主演は、同映画で脇役を務めた安藤希。テレビ東京系列の深夜TVドラマ『ヴァンパイア・ホスト』で安藤と共演した小向美奈子も出演する。

ちなみに、meixianGは当時の安藤が所属していた芸能事務所「ベストブレーン」のアーティストであり、また『紀雄の部屋』の配給・宣伝も同社が手がけた。

『紀雄の部屋』とのストーリー上の関連はいっさいなく、舞台は地方の町。

ケーキ店に勤める安藤は、同僚の小向から、その日開催される花火大会のために帰郷する小向の思い人に手紙を渡すよう頼まれる。

だが、小向自身も仕事を追えた後に花火大会に向かうのだから、わざわざ安藤に手紙を託す理由がない。

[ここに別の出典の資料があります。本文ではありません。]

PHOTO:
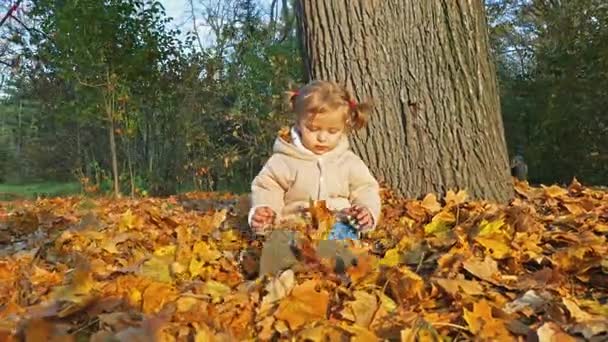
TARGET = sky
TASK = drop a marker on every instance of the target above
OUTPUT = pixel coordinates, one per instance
(176, 9)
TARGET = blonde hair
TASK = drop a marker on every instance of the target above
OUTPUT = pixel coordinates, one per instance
(319, 97)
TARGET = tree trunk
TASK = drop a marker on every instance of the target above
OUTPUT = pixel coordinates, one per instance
(110, 106)
(437, 124)
(114, 158)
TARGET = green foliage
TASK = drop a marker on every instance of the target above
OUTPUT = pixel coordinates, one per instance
(184, 117)
(33, 190)
(553, 62)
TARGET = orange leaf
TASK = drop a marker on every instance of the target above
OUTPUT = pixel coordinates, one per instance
(482, 323)
(305, 304)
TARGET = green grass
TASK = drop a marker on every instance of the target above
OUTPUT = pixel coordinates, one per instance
(32, 190)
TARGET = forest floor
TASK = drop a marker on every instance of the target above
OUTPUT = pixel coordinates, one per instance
(78, 268)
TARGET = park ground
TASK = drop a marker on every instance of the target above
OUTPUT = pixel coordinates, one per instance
(92, 268)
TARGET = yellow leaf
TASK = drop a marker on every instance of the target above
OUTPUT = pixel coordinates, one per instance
(497, 248)
(551, 332)
(457, 287)
(205, 252)
(441, 223)
(494, 236)
(387, 303)
(203, 334)
(168, 251)
(322, 218)
(156, 295)
(360, 333)
(362, 309)
(157, 268)
(392, 258)
(484, 325)
(456, 198)
(79, 289)
(320, 333)
(276, 289)
(555, 191)
(430, 203)
(216, 290)
(305, 304)
(127, 221)
(135, 298)
(184, 304)
(491, 228)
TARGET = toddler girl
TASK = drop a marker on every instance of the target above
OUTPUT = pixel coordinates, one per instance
(314, 161)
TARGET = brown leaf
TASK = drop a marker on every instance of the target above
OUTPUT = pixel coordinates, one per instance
(306, 303)
(430, 203)
(484, 324)
(455, 287)
(551, 332)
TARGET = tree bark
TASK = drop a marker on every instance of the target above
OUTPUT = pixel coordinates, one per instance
(110, 108)
(436, 123)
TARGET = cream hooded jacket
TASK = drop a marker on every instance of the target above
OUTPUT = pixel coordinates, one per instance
(293, 175)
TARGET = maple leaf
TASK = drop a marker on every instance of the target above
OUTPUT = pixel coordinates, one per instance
(362, 309)
(495, 236)
(216, 290)
(551, 332)
(321, 333)
(306, 303)
(322, 218)
(452, 198)
(430, 203)
(440, 224)
(484, 325)
(277, 288)
(156, 295)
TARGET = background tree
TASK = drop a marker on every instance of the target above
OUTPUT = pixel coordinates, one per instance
(437, 123)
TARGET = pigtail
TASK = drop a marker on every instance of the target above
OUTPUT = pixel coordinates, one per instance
(290, 100)
(358, 113)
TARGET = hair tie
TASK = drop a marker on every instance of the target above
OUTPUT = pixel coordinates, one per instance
(352, 104)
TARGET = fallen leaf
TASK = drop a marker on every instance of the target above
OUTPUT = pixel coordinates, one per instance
(456, 286)
(440, 224)
(216, 290)
(456, 198)
(277, 288)
(156, 295)
(362, 309)
(484, 325)
(430, 203)
(551, 332)
(306, 303)
(486, 270)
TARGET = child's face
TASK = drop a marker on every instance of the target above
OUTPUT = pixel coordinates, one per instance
(321, 133)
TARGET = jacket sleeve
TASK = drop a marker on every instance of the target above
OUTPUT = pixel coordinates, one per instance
(364, 189)
(269, 186)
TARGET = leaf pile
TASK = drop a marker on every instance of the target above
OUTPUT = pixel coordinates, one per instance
(152, 269)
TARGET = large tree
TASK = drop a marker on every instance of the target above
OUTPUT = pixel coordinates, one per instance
(436, 124)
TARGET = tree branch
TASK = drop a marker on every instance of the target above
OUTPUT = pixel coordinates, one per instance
(10, 12)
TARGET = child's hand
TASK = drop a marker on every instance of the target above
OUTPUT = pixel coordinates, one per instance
(362, 215)
(262, 217)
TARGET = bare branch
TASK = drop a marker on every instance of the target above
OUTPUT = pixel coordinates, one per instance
(194, 26)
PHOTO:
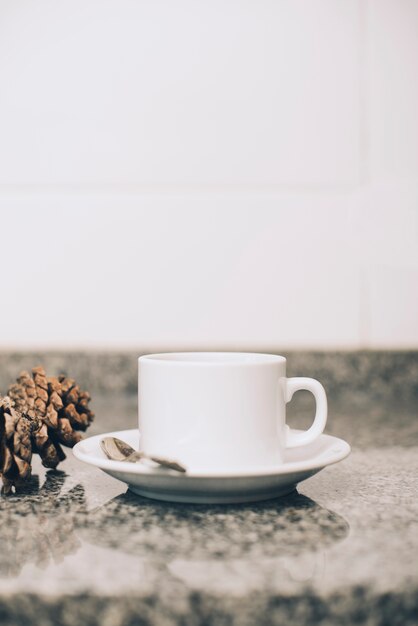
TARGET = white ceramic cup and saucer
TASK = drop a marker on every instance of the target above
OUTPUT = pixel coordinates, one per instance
(222, 415)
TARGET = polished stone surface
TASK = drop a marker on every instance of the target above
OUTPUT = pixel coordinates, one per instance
(77, 548)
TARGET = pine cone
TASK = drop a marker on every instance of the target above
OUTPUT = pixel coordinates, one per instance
(60, 407)
(15, 445)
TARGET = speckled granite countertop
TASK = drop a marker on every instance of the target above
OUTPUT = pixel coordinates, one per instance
(77, 548)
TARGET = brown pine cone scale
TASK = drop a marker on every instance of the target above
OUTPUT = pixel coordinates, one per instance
(39, 414)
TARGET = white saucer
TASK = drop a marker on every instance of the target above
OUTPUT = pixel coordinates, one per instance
(215, 487)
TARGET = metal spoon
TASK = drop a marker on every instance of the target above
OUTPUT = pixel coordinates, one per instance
(119, 450)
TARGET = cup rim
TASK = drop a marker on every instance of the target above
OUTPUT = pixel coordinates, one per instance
(212, 359)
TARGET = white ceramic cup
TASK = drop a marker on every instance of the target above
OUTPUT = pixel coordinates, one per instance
(221, 411)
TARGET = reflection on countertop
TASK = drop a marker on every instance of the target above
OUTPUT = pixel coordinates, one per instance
(77, 548)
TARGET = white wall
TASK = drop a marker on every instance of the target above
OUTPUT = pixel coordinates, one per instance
(188, 173)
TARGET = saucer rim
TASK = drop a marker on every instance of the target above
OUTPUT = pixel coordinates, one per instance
(338, 454)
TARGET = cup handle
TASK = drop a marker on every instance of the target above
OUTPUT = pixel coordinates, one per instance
(294, 440)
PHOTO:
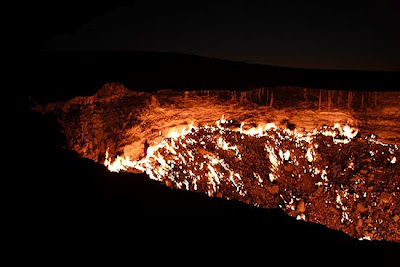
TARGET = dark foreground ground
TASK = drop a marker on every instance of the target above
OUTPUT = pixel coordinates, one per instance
(79, 206)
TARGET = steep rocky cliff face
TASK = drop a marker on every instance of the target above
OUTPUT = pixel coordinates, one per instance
(328, 157)
(124, 121)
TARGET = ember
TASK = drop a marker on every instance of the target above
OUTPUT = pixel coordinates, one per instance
(331, 173)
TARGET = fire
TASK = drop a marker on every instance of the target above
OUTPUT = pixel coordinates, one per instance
(254, 165)
(177, 137)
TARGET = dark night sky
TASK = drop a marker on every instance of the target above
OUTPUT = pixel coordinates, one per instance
(336, 34)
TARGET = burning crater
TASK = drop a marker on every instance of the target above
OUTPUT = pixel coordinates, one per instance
(315, 154)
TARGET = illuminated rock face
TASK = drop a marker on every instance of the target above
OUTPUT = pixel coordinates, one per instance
(280, 147)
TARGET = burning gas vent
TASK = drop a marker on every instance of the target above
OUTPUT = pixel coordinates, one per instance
(315, 154)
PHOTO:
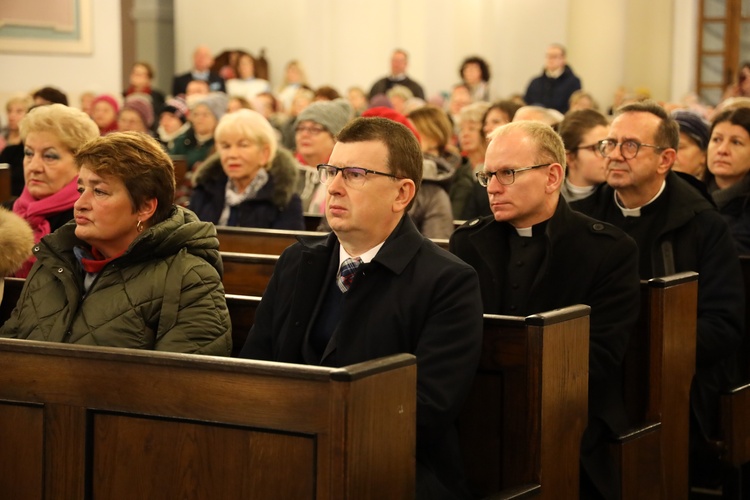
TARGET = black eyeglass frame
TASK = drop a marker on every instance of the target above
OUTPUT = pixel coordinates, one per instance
(638, 145)
(485, 178)
(324, 167)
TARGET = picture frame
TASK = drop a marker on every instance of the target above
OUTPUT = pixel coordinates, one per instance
(46, 27)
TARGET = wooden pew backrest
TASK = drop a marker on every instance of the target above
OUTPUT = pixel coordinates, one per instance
(657, 373)
(80, 422)
(259, 241)
(524, 418)
(247, 273)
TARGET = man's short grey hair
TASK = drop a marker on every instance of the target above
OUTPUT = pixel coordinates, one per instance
(550, 148)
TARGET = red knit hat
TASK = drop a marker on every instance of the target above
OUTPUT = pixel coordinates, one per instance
(392, 115)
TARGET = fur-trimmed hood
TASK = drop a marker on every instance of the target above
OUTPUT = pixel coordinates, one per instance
(16, 242)
(283, 171)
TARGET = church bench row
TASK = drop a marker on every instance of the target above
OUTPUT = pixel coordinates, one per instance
(658, 371)
(513, 427)
(105, 423)
(268, 241)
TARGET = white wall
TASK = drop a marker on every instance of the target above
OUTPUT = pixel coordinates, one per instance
(349, 42)
(73, 74)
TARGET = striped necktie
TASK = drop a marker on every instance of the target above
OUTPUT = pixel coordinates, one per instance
(346, 273)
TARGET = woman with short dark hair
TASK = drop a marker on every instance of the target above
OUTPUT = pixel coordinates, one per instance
(728, 165)
(132, 270)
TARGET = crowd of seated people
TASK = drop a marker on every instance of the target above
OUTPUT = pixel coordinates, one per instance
(254, 153)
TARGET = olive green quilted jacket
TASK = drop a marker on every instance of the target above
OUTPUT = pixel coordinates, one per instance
(164, 293)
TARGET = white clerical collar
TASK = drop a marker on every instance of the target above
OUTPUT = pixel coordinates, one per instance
(366, 257)
(580, 191)
(524, 232)
(636, 212)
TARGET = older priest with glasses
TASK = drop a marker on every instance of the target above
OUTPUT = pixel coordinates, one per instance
(676, 230)
(534, 254)
(375, 287)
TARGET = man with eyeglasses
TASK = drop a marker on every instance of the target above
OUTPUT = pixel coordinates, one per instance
(374, 287)
(676, 230)
(535, 254)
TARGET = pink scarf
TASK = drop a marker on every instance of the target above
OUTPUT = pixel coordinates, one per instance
(35, 212)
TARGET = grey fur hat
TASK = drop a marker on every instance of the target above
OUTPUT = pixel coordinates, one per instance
(333, 115)
(16, 241)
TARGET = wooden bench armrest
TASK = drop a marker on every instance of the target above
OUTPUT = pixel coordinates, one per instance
(517, 492)
(636, 433)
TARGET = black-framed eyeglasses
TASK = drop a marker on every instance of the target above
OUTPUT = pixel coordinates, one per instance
(628, 149)
(594, 148)
(505, 177)
(353, 176)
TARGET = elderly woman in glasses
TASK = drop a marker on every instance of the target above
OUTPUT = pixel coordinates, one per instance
(581, 132)
(132, 270)
(251, 182)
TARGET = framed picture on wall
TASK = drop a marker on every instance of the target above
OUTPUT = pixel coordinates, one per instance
(45, 26)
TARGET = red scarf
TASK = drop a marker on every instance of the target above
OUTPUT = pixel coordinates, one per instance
(35, 212)
(95, 265)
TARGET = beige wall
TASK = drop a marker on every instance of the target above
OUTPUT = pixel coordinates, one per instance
(639, 43)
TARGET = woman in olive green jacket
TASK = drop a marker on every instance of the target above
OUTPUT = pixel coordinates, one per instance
(132, 270)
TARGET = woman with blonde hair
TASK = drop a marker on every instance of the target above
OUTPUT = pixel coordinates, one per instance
(52, 136)
(436, 132)
(132, 270)
(250, 182)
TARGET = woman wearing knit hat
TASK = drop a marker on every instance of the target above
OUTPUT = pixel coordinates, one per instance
(315, 135)
(197, 143)
(104, 110)
(136, 115)
(250, 182)
(172, 122)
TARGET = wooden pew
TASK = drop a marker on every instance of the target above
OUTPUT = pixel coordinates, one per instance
(103, 423)
(527, 408)
(522, 423)
(247, 273)
(657, 370)
(256, 240)
(528, 404)
(268, 241)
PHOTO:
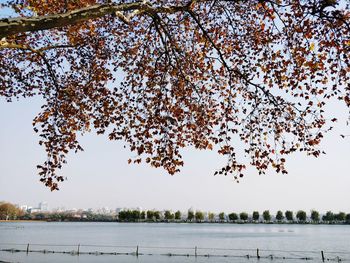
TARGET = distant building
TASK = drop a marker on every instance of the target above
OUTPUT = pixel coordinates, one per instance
(43, 207)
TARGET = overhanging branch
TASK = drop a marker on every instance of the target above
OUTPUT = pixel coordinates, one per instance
(12, 26)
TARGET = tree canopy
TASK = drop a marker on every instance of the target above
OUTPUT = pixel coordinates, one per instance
(162, 75)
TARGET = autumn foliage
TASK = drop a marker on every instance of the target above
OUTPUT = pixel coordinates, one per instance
(162, 75)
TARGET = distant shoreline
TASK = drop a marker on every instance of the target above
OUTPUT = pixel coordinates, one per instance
(171, 222)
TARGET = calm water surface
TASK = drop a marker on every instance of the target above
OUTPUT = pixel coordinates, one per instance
(291, 241)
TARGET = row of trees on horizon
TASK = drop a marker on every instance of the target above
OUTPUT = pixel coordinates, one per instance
(9, 211)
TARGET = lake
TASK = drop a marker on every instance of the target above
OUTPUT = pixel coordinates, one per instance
(171, 242)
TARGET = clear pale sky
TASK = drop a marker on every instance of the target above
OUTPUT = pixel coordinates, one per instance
(100, 176)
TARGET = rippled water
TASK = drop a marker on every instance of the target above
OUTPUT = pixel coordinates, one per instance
(160, 242)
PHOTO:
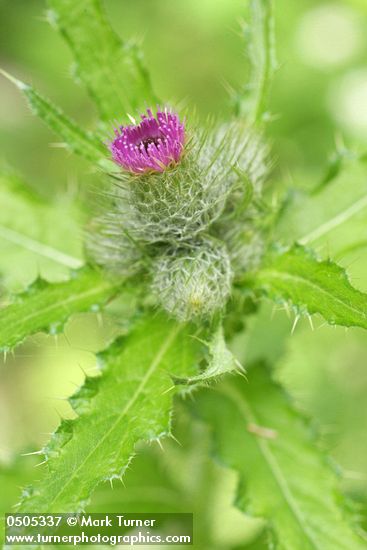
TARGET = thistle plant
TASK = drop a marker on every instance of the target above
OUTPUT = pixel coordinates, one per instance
(188, 229)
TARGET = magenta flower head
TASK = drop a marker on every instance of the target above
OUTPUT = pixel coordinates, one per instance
(151, 146)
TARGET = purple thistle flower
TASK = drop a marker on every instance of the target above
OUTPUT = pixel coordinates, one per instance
(152, 145)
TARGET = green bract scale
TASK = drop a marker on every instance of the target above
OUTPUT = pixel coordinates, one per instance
(190, 222)
(194, 281)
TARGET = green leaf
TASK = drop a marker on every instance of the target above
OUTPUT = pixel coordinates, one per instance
(221, 361)
(78, 141)
(27, 246)
(179, 477)
(313, 286)
(47, 306)
(128, 403)
(283, 476)
(260, 42)
(112, 72)
(333, 219)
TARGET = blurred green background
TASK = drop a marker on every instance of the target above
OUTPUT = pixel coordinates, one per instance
(194, 50)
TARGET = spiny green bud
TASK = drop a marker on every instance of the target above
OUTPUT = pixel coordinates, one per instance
(108, 245)
(177, 204)
(195, 281)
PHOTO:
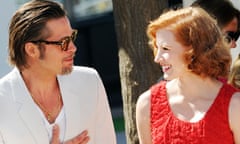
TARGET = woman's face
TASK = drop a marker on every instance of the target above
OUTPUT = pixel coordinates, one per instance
(231, 30)
(169, 54)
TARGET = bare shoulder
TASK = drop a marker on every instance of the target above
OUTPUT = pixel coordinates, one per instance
(143, 102)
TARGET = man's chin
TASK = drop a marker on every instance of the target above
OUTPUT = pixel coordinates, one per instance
(66, 71)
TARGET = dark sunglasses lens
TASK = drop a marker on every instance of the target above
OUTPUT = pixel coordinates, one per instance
(74, 35)
(65, 44)
(237, 34)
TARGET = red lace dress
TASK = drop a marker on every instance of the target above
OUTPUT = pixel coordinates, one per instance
(212, 129)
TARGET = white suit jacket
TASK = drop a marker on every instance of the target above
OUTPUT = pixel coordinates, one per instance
(85, 104)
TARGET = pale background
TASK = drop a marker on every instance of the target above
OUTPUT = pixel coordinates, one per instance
(7, 9)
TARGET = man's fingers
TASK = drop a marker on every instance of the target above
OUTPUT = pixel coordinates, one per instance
(82, 138)
(55, 135)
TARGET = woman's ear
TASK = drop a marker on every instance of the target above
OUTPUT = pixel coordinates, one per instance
(32, 49)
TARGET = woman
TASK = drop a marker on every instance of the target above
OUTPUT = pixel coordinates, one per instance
(234, 77)
(192, 105)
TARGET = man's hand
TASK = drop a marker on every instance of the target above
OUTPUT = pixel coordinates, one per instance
(82, 138)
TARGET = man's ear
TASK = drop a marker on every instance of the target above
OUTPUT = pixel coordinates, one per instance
(31, 49)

そもそも安藤は小向の思い人の顔を知らず、たまたま声をかけてきた彼女同伴のイケメンをその人だと早とちりして、あろうことか勝手に手紙を開封して読んでしまう。

けっきょく小向は思い人と再会でき、ハッピーエンドと相成るわけだが、こんな辻褄の合わないストーリーでは余韻もへったくれもないだろう。『紀雄の部屋』自体もいまひとつの出来だったけれど、そのオマケで付いてきた本作も頭を抱えてしまう内容である。

唯一の見所と言えば、雑貨屋の前のベンチで1時間に1本しか来ないバスを待つ間、安藤がジーンズに包まれた丸い尻をカメラに向けて寝そべるショットくらいか。